Exploring Multidimensional Checkworthiness: Designing AI-assisted Claim Prioritization for Human Fact-checkers

Given the massive volume of potentially false claims circulating online, claim prioritization is essential in allocating limited human resources available for fact-checking. In this study, we perceive claim prioritization as an information retrieval (IR) task: just as multidimensional IR relevance, with many factors influencing which search results a user deems relevant, checkworthiness is also multi-faceted, subjective, and even personal, with many factors influencing how fact-checkers triage and select which claims to check. Our study investigates both the multidimensional nature of checkworthiness and effective tool support to assist fact-checkers in claim prioritization. Methodologically, we pursue Research through Design combined with mixed-method evaluation. We develop an AI-assisted claim prioritization prototype as a probe to explore how fact-checkers use multidimensional checkworthiness factors in claim prioritization, simultaneously probing fact-checker needs while also exploring the design space to meet those needs. Our study with 16 professional fact-checkers investigates: 1) how participants assessed the relative importance of different checkworthy dimensions and apply different priorities in claim selection; 2) how they created customized GPT-based search filters and the corresponding benefits and limitations; and 3) their overall user experiences with our prototype.
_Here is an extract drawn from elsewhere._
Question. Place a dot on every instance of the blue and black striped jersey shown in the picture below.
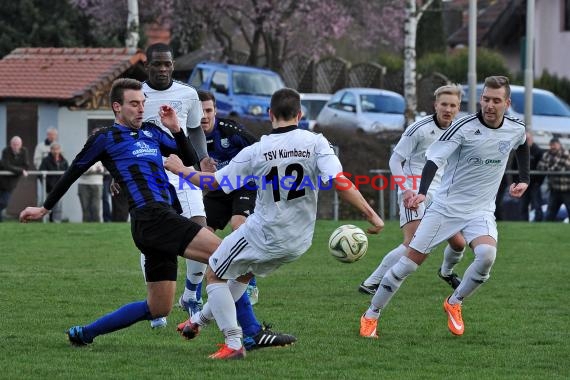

Our work makes a conceptual contribution between multidimensional IR relevance and fact-checking checkworthiness, with findings demonstrating the value of corresponding tooling support. Specifically, we uncovered a hierarchical prioritization strategy fact-checkers implicitly use, revealing an underexplored aspect of their workflow, with actionable design recommendations for improving claim triage across multi-dimensional checkworthiness and tailoring this process with LLM integration.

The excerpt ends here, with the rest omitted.